I now ask myself, why isn’t queer my standard? Why am I not building my world to be queer first? Queer first does not mean to shame those who do not identify as queer. Queer first is transitioning from letting heteronormative standards shape my own framework for my existence and instead defining it for myself.
I can imagine now. Everything we as humans have built was imagined first. Ideation leads to implementation, so if we can imagine a a queer first world we can build one. Here’s how I’m reframing my world to be queer first & I invite you to consider how your might be able to do the same:
Consume queer content
So much of our worldview is shaped by the media we consume. It’s easy for me to still believe my queerness is a bad difference when I don’t see it anywhere, so I purposely surround myself with it. Make a playlist with songs by queer artists. Read books with thriving queer characters. Watch movies and TV shows centered around queer characters with personalities beyond just being queer.
Queer up your social media
Social media is another form of consuming content but it plays such a huge role in our society that I think it deserves to be separated from music, film, and literature. Tailor your algorithm to be queer by following queer accounts. It is very possible, with intentional effort, to make social media a safe place and an escape from the heteronormative expectations of the world.
Show up to queer spaces
Most of the time we can control the media we consume but eventually we do have to enter the offline world. When in your control, try to attend spaces owned and / or ran by queer people. Being in queer spaces further affirms and validates your experiences, existence, and desires.
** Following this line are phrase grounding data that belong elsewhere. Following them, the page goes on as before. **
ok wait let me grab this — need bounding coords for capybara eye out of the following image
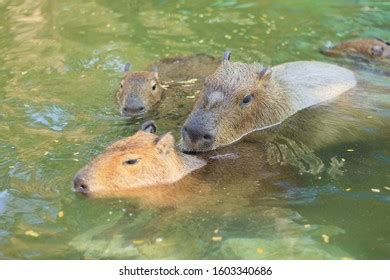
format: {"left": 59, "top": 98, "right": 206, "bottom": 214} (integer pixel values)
{"left": 123, "top": 159, "right": 139, "bottom": 165}
{"left": 152, "top": 84, "right": 157, "bottom": 91}
{"left": 241, "top": 95, "right": 253, "bottom": 106}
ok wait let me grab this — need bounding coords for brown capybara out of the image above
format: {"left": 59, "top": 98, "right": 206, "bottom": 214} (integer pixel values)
{"left": 72, "top": 121, "right": 289, "bottom": 208}
{"left": 116, "top": 65, "right": 163, "bottom": 117}
{"left": 73, "top": 121, "right": 206, "bottom": 195}
{"left": 116, "top": 54, "right": 219, "bottom": 118}
{"left": 321, "top": 38, "right": 390, "bottom": 60}
{"left": 180, "top": 51, "right": 356, "bottom": 152}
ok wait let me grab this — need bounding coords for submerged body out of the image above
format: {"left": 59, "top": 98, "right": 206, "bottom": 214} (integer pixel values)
{"left": 117, "top": 54, "right": 219, "bottom": 118}
{"left": 181, "top": 52, "right": 357, "bottom": 152}
{"left": 72, "top": 121, "right": 285, "bottom": 207}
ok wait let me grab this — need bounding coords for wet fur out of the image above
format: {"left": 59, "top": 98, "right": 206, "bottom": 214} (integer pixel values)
{"left": 182, "top": 60, "right": 356, "bottom": 151}
{"left": 321, "top": 38, "right": 390, "bottom": 59}
{"left": 117, "top": 54, "right": 220, "bottom": 117}
{"left": 74, "top": 130, "right": 206, "bottom": 195}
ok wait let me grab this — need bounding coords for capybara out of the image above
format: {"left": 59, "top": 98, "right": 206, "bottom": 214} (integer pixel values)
{"left": 73, "top": 121, "right": 206, "bottom": 195}
{"left": 117, "top": 54, "right": 219, "bottom": 118}
{"left": 72, "top": 121, "right": 291, "bottom": 207}
{"left": 321, "top": 38, "right": 390, "bottom": 60}
{"left": 181, "top": 51, "right": 357, "bottom": 152}
{"left": 116, "top": 65, "right": 163, "bottom": 117}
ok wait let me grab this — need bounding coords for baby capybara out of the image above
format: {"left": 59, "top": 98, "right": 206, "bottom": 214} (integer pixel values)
{"left": 117, "top": 54, "right": 219, "bottom": 118}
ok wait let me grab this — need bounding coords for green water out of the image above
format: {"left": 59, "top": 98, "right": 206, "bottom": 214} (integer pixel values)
{"left": 0, "top": 0, "right": 389, "bottom": 259}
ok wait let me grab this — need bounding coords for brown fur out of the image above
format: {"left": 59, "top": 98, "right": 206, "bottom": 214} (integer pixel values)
{"left": 181, "top": 58, "right": 356, "bottom": 152}
{"left": 73, "top": 129, "right": 206, "bottom": 196}
{"left": 321, "top": 38, "right": 390, "bottom": 59}
{"left": 116, "top": 54, "right": 219, "bottom": 117}
{"left": 202, "top": 61, "right": 290, "bottom": 147}
{"left": 72, "top": 124, "right": 293, "bottom": 208}
{"left": 117, "top": 71, "right": 163, "bottom": 117}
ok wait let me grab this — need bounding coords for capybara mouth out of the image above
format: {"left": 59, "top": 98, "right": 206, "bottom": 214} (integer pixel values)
{"left": 182, "top": 150, "right": 200, "bottom": 155}
{"left": 72, "top": 185, "right": 92, "bottom": 197}
{"left": 121, "top": 110, "right": 147, "bottom": 119}
{"left": 73, "top": 190, "right": 92, "bottom": 198}
{"left": 178, "top": 140, "right": 214, "bottom": 154}
{"left": 72, "top": 171, "right": 94, "bottom": 196}
{"left": 72, "top": 184, "right": 90, "bottom": 194}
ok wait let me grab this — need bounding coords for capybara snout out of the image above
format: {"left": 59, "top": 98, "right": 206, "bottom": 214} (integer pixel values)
{"left": 181, "top": 116, "right": 217, "bottom": 152}
{"left": 121, "top": 95, "right": 146, "bottom": 116}
{"left": 73, "top": 169, "right": 90, "bottom": 195}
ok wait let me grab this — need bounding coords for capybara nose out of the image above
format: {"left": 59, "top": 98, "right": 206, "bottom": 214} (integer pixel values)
{"left": 73, "top": 174, "right": 90, "bottom": 194}
{"left": 122, "top": 105, "right": 146, "bottom": 116}
{"left": 182, "top": 125, "right": 215, "bottom": 149}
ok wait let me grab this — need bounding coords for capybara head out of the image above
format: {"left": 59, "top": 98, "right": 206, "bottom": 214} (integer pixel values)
{"left": 73, "top": 121, "right": 205, "bottom": 196}
{"left": 116, "top": 64, "right": 164, "bottom": 117}
{"left": 181, "top": 51, "right": 281, "bottom": 152}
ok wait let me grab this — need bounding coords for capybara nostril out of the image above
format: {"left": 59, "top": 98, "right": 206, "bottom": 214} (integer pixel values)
{"left": 182, "top": 125, "right": 215, "bottom": 149}
{"left": 73, "top": 175, "right": 90, "bottom": 194}
{"left": 127, "top": 105, "right": 146, "bottom": 114}
{"left": 182, "top": 125, "right": 197, "bottom": 142}
{"left": 136, "top": 106, "right": 146, "bottom": 112}
{"left": 122, "top": 105, "right": 145, "bottom": 116}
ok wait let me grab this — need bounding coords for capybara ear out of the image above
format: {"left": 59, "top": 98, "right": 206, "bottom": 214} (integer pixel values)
{"left": 155, "top": 132, "right": 175, "bottom": 154}
{"left": 375, "top": 38, "right": 390, "bottom": 46}
{"left": 140, "top": 120, "right": 157, "bottom": 134}
{"left": 258, "top": 67, "right": 272, "bottom": 81}
{"left": 152, "top": 65, "right": 159, "bottom": 79}
{"left": 223, "top": 50, "right": 231, "bottom": 62}
{"left": 370, "top": 45, "right": 384, "bottom": 57}
{"left": 124, "top": 63, "right": 131, "bottom": 72}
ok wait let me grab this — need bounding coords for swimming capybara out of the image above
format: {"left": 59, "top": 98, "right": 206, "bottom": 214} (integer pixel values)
{"left": 72, "top": 121, "right": 291, "bottom": 207}
{"left": 117, "top": 65, "right": 163, "bottom": 117}
{"left": 321, "top": 38, "right": 390, "bottom": 60}
{"left": 117, "top": 54, "right": 219, "bottom": 118}
{"left": 181, "top": 51, "right": 357, "bottom": 152}
{"left": 73, "top": 121, "right": 207, "bottom": 195}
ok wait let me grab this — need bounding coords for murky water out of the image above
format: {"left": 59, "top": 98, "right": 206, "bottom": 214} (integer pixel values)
{"left": 0, "top": 0, "right": 389, "bottom": 259}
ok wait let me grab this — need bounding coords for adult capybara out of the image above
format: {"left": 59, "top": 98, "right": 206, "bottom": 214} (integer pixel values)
{"left": 181, "top": 51, "right": 356, "bottom": 152}
{"left": 321, "top": 38, "right": 390, "bottom": 60}
{"left": 117, "top": 54, "right": 219, "bottom": 118}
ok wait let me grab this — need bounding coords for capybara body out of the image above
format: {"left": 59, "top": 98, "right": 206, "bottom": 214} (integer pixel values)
{"left": 72, "top": 122, "right": 288, "bottom": 208}
{"left": 181, "top": 52, "right": 357, "bottom": 152}
{"left": 117, "top": 54, "right": 219, "bottom": 117}
{"left": 321, "top": 38, "right": 390, "bottom": 60}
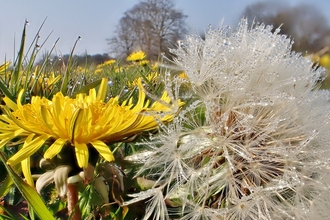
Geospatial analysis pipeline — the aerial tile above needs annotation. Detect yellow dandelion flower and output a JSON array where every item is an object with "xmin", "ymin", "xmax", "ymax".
[
  {"xmin": 29, "ymin": 70, "xmax": 61, "ymax": 95},
  {"xmin": 128, "ymin": 72, "xmax": 159, "ymax": 88},
  {"xmin": 96, "ymin": 59, "xmax": 116, "ymax": 69},
  {"xmin": 0, "ymin": 62, "xmax": 11, "ymax": 73},
  {"xmin": 126, "ymin": 51, "xmax": 146, "ymax": 62},
  {"xmin": 114, "ymin": 66, "xmax": 123, "ymax": 73},
  {"xmin": 0, "ymin": 78, "xmax": 183, "ymax": 184},
  {"xmin": 151, "ymin": 62, "xmax": 159, "ymax": 70},
  {"xmin": 94, "ymin": 68, "xmax": 103, "ymax": 74},
  {"xmin": 138, "ymin": 60, "xmax": 149, "ymax": 66},
  {"xmin": 319, "ymin": 54, "xmax": 330, "ymax": 69},
  {"xmin": 178, "ymin": 72, "xmax": 189, "ymax": 79},
  {"xmin": 103, "ymin": 59, "xmax": 116, "ymax": 66}
]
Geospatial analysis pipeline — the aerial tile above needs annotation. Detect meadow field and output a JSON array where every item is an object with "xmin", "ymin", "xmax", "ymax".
[{"xmin": 1, "ymin": 19, "xmax": 330, "ymax": 220}]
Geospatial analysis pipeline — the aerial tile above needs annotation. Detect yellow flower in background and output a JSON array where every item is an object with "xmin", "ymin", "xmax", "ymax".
[
  {"xmin": 102, "ymin": 59, "xmax": 116, "ymax": 66},
  {"xmin": 0, "ymin": 64, "xmax": 60, "ymax": 96},
  {"xmin": 151, "ymin": 62, "xmax": 159, "ymax": 70},
  {"xmin": 96, "ymin": 59, "xmax": 116, "ymax": 69},
  {"xmin": 137, "ymin": 60, "xmax": 149, "ymax": 66},
  {"xmin": 29, "ymin": 68, "xmax": 61, "ymax": 95},
  {"xmin": 95, "ymin": 60, "xmax": 117, "ymax": 74},
  {"xmin": 319, "ymin": 54, "xmax": 330, "ymax": 69},
  {"xmin": 114, "ymin": 66, "xmax": 123, "ymax": 73},
  {"xmin": 178, "ymin": 72, "xmax": 188, "ymax": 79},
  {"xmin": 308, "ymin": 46, "xmax": 329, "ymax": 67},
  {"xmin": 0, "ymin": 62, "xmax": 11, "ymax": 73},
  {"xmin": 0, "ymin": 78, "xmax": 182, "ymax": 184},
  {"xmin": 126, "ymin": 51, "xmax": 146, "ymax": 62},
  {"xmin": 94, "ymin": 68, "xmax": 103, "ymax": 74},
  {"xmin": 128, "ymin": 72, "xmax": 159, "ymax": 88}
]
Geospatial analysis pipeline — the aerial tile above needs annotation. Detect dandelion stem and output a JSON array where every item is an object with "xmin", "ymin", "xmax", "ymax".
[{"xmin": 67, "ymin": 183, "xmax": 81, "ymax": 220}]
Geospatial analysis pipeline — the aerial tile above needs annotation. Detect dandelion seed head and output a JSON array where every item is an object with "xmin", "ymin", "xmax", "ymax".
[{"xmin": 128, "ymin": 19, "xmax": 330, "ymax": 219}]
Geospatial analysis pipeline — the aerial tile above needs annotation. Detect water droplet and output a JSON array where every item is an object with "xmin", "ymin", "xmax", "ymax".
[
  {"xmin": 177, "ymin": 40, "xmax": 184, "ymax": 48},
  {"xmin": 107, "ymin": 80, "xmax": 113, "ymax": 86}
]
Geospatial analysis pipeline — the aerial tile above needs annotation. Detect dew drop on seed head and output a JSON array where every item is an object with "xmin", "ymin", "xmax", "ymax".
[{"xmin": 178, "ymin": 40, "xmax": 184, "ymax": 48}]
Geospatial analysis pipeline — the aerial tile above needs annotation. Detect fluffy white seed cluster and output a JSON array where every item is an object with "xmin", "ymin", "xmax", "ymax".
[{"xmin": 125, "ymin": 19, "xmax": 330, "ymax": 220}]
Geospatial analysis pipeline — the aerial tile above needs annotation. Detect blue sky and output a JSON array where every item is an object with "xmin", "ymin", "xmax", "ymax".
[{"xmin": 0, "ymin": 0, "xmax": 329, "ymax": 62}]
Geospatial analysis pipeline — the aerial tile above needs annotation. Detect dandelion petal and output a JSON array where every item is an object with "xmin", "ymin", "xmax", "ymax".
[
  {"xmin": 7, "ymin": 134, "xmax": 50, "ymax": 166},
  {"xmin": 90, "ymin": 140, "xmax": 114, "ymax": 162},
  {"xmin": 44, "ymin": 138, "xmax": 68, "ymax": 159},
  {"xmin": 74, "ymin": 142, "xmax": 89, "ymax": 168}
]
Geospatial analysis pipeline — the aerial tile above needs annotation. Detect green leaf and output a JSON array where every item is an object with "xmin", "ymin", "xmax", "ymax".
[
  {"xmin": 0, "ymin": 203, "xmax": 15, "ymax": 219},
  {"xmin": 0, "ymin": 152, "xmax": 55, "ymax": 220},
  {"xmin": 11, "ymin": 20, "xmax": 27, "ymax": 92},
  {"xmin": 0, "ymin": 78, "xmax": 15, "ymax": 102},
  {"xmin": 18, "ymin": 214, "xmax": 30, "ymax": 220},
  {"xmin": 0, "ymin": 214, "xmax": 15, "ymax": 220},
  {"xmin": 47, "ymin": 199, "xmax": 67, "ymax": 215},
  {"xmin": 74, "ymin": 79, "xmax": 102, "ymax": 97},
  {"xmin": 0, "ymin": 174, "xmax": 14, "ymax": 197},
  {"xmin": 60, "ymin": 36, "xmax": 81, "ymax": 95}
]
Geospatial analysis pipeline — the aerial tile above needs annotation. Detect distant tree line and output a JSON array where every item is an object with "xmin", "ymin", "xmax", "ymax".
[
  {"xmin": 107, "ymin": 0, "xmax": 187, "ymax": 61},
  {"xmin": 37, "ymin": 53, "xmax": 112, "ymax": 67},
  {"xmin": 38, "ymin": 1, "xmax": 330, "ymax": 64},
  {"xmin": 241, "ymin": 2, "xmax": 330, "ymax": 53}
]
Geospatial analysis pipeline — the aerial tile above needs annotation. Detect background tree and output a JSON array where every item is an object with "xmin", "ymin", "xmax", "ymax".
[
  {"xmin": 37, "ymin": 53, "xmax": 112, "ymax": 67},
  {"xmin": 108, "ymin": 0, "xmax": 187, "ymax": 61},
  {"xmin": 241, "ymin": 2, "xmax": 330, "ymax": 53}
]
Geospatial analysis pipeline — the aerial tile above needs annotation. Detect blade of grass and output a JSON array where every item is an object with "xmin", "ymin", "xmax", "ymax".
[
  {"xmin": 0, "ymin": 152, "xmax": 55, "ymax": 220},
  {"xmin": 21, "ymin": 18, "xmax": 51, "ymax": 103},
  {"xmin": 60, "ymin": 36, "xmax": 81, "ymax": 95},
  {"xmin": 23, "ymin": 17, "xmax": 48, "ymax": 60},
  {"xmin": 0, "ymin": 175, "xmax": 14, "ymax": 197},
  {"xmin": 0, "ymin": 78, "xmax": 15, "ymax": 102},
  {"xmin": 0, "ymin": 213, "xmax": 15, "ymax": 220},
  {"xmin": 0, "ymin": 203, "xmax": 14, "ymax": 219},
  {"xmin": 73, "ymin": 79, "xmax": 102, "ymax": 97},
  {"xmin": 11, "ymin": 20, "xmax": 28, "ymax": 93}
]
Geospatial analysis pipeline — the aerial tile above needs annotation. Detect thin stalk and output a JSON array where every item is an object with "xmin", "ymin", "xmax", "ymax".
[
  {"xmin": 60, "ymin": 36, "xmax": 81, "ymax": 95},
  {"xmin": 67, "ymin": 183, "xmax": 82, "ymax": 220}
]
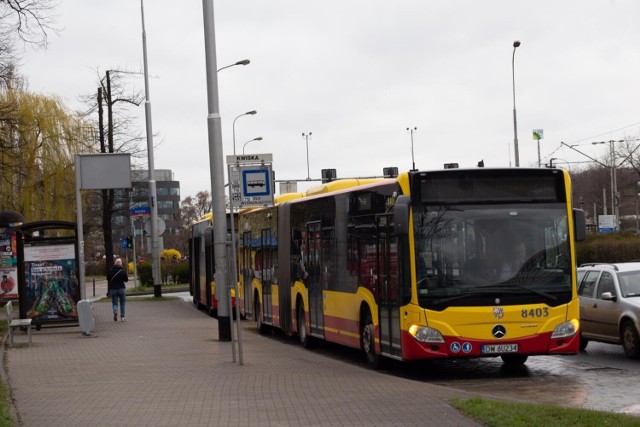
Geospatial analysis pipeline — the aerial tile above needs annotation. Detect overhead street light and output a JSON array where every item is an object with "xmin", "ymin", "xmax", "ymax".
[
  {"xmin": 232, "ymin": 110, "xmax": 257, "ymax": 156},
  {"xmin": 406, "ymin": 127, "xmax": 417, "ymax": 171},
  {"xmin": 512, "ymin": 40, "xmax": 521, "ymax": 167},
  {"xmin": 140, "ymin": 0, "xmax": 162, "ymax": 297},
  {"xmin": 242, "ymin": 137, "xmax": 263, "ymax": 154},
  {"xmin": 302, "ymin": 132, "xmax": 312, "ymax": 180},
  {"xmin": 592, "ymin": 140, "xmax": 620, "ymax": 223},
  {"xmin": 217, "ymin": 59, "xmax": 250, "ymax": 73}
]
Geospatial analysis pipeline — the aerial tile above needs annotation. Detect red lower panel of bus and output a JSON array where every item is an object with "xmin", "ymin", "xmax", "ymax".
[
  {"xmin": 323, "ymin": 314, "xmax": 361, "ymax": 348},
  {"xmin": 211, "ymin": 296, "xmax": 236, "ymax": 311},
  {"xmin": 400, "ymin": 330, "xmax": 580, "ymax": 361}
]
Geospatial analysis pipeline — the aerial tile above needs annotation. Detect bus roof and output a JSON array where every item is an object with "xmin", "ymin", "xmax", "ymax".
[{"xmin": 303, "ymin": 178, "xmax": 389, "ymax": 197}]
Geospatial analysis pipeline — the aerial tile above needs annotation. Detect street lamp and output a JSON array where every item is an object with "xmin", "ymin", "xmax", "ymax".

Acknowledge the stakes of language
Take the time to do an audit of the language you use. My first step was removing gender from my language. Instead of “do you have a boyfriend or girlfriend?” I’ve started saying “Are you in a relationship?”. The first gives a binary option, the second allows for the person to be dating anyone of any gender. Language is ever growing and expanding so I audit the language I use often.
Continue learning
My favorite aspect of queerness is that it is ever expanding. In ancient Greece they didn’t have a word for the color blue, meaning their sky wasn’t blue. The sky is blue, and sometimes gray, and sometimes purple, orange, pink, yellow- you get it. As we learn more we need to grow more. Once you’ve built a queer first world that works for you, don’t assume it is acknowledging others. Whenever I am in a space I feel comfortable in I ask myself “who wouldn’t feel comfortable here and why?”, then I try to improve the space based on my answer.
Be the future
I grew up going to summer camp and all over the bunk beds were permanent marker signatures stating “I was here” attached with a previous camper’s name and the date. I signed my fair share of bunk beds as well. There is something comforting in knowing someone was right where you are and survived. If you are in a space that is comfortable and safe, let others know you are there. You could very well be the representation someone else needs to know there are other people who are also different, and if they reach out I encourage you to invite them in to your queer first world.